L’élimination des risques

On pouvait s’y attendre, les Etats nucléaires et leurs alliés n’ont pas participé aux négociations, ni ne comptent souscrire au traité. L’approche humanitaire adoptée par ICAN a néanmoins démontré que les armes nucléaires ne sont pas uniquement le problème de ceux et celles qui les possèdent. Au vu des conséquences humanitaires innommables que toute utilisation – fût-elle délibérée, accidentelle ou par négligence – aurait pour l’humanité, il est du devoir et de la responsabilité de chaque Etat de s’assurer qu’une détonation n’ait jamais lieu. Or, le seul moyen de le garantir est l’élimination complète des armes nucléaires.

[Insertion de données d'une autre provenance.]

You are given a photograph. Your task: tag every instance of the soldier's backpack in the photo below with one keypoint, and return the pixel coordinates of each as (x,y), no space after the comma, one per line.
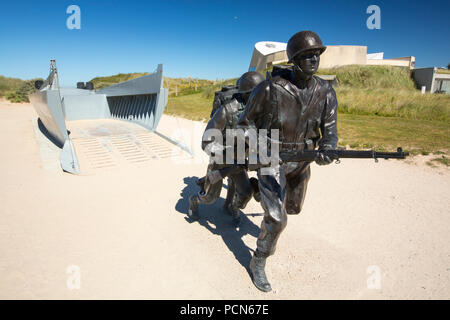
(283,71)
(222,96)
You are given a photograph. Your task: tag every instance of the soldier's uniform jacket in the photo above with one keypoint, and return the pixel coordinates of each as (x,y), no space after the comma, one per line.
(305,118)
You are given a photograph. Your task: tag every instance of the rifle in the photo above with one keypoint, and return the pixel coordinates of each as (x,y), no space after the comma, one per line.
(309,156)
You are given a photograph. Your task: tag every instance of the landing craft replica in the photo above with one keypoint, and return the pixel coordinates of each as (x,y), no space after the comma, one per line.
(141,100)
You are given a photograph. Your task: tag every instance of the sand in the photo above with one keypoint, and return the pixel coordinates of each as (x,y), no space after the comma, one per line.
(119,230)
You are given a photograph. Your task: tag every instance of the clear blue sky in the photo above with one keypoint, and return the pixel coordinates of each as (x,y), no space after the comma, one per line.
(203,39)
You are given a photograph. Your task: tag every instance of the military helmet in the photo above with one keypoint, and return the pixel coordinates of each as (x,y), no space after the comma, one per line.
(249,80)
(303,41)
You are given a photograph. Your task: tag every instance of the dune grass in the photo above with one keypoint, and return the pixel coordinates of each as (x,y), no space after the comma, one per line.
(356,131)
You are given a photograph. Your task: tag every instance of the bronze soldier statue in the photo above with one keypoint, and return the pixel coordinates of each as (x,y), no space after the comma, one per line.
(303,108)
(240,188)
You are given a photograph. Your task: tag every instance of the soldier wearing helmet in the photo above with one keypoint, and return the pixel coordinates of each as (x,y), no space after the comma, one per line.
(224,118)
(303,108)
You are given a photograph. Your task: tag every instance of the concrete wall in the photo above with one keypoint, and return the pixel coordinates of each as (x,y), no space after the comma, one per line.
(424,77)
(336,56)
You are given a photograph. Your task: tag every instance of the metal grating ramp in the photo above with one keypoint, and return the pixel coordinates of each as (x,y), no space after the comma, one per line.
(106,144)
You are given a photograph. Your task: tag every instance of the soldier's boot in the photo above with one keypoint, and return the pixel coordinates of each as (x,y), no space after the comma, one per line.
(231,189)
(193,208)
(255,189)
(235,213)
(259,278)
(201,183)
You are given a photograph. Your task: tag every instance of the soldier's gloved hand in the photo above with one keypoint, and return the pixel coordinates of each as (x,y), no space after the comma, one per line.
(322,159)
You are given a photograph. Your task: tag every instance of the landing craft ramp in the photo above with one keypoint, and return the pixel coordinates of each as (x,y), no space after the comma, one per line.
(89,125)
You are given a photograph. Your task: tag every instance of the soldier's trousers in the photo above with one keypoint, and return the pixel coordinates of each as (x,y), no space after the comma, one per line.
(283,192)
(241,185)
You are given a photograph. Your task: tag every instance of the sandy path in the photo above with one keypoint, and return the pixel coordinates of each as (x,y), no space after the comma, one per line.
(125,227)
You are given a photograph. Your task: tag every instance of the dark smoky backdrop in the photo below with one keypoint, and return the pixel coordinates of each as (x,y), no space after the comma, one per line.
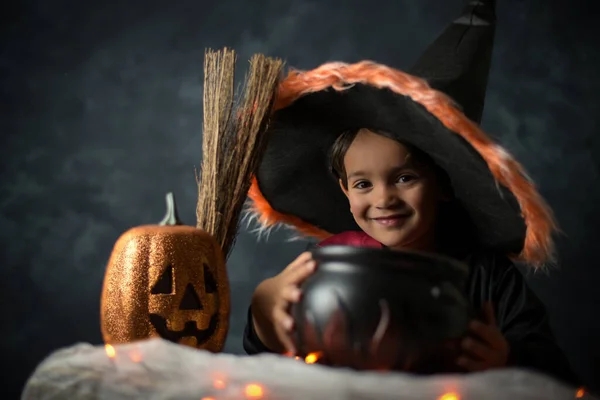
(101,115)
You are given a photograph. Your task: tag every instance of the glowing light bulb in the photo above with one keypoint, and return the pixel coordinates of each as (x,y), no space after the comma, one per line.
(449,396)
(110,351)
(311,358)
(254,391)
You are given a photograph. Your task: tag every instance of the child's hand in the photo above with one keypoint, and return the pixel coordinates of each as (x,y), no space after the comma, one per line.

Le traité obtient une majorité à l’ONU

La plupart des nations l’ont bien compris. S’inspirant des processus de désarmement précédents, notamment ceux relatifs aux mines anti-personnelles et armes à sous-munitions, elles ont décidé de ne plus être les otages des Etats nucléaires, et de ne pas attendre que ceux-ci agissent enfin. Les petits et grands pays d’Afrique, d’Amérique latine, d’Asie, du Pacifique et d’ailleurs ont donc mené à bien le processus d’élaboration et de négociations du traité, recueillant le soutien de 122 des 193 Etats membres des Nations unies lors de son adoption. Le traité entrera en vigueur lorsque 50 Etats l’auront signé et ratifié. Depuis le 20 septembre, 53 nations l’ont déjà signé et trois l’ont même ratifié. Malheureusement, la Suisse n’en fait pas partie.

La Suisse manque de courage

La Suisse a pourtant joué un rôle majeur dans l’élaboration de cette approche humanitaire et a participé activement aux réunions internationales qui ont conclu au besoin d’un nouveau traité. Mais lorsqu’il est devenu clair que les puissances nucléaires boycotteraient les négociations, la Suisse a craint de les fâcher. Si elle a voté en faveur du traité, la Suisse manque aujourd’hui de courage. Elle aurait préféré que le processus suive un modèle de consensus – celui même qui a bloqué tout progrès depuis des décennies.

Berne avance désormais des arguments techniques et souligne que le traité risque de «renforcer la polarisation» internationale en matière nucléaire «plutôt que de la réduire» (Le Courrier, 19 octobre 2017). Pourtant, comme l’ont montré d’autres processus de désarmement, la prohibition et la stigmatisation d’armes ont toujours précédé leur abolition. Et les traités d’interdiction d’armes entraînent des changements concrets dans les politiques et les comportements, y compris pour les États qui n’y sont pas parties.

Vers un monde sans armes nucléaires

En attribuant son prix à ICAN, le Comité Nobel met en lumière l’importance du nouveau traité comme étape essentielle vers un monde sans armes nucléaires et encourage les Etats à y souscrire. Il salue aussi le rôle qu’a joué la société civile et l’incite à continuer d’informer le public sur l’importance du nouveau traité et à convaincre les gouvernements de le signer et de le ratifier, par le biais d’initiatives populaires et démocratiques au niveau municipal, national et international.

Le désarmement nucléaire n’est pas une utopie. C’est une nécessité humanitaire urgente. Il est dès lors primordial que la Suisse, forte de sa vision de paix et de sécurité internationales, se positionne du bon côté de l’Histoire.

Céline Nahory

Membre du conseil de fondation de ICAN


7 milliards d’investissement suisse dans les armes nucléaires

Depuis janvier 2013, cinq institutions financières suisses ont mis à disposition l’équivalent de 6776 millions de francs suisses à des entreprises impliquées dans la production d’armes nucléaires, selon le rapport Don’t Bank on the Bomb, publié par l’organisation néerlandaise PAX. La banque la plus engagée est UBS avec plus de 5 milliards d’investissements. Suivent Credit Suisse, Swiss Re, la Banque cantonale de Zurich et l’assureur Chubb.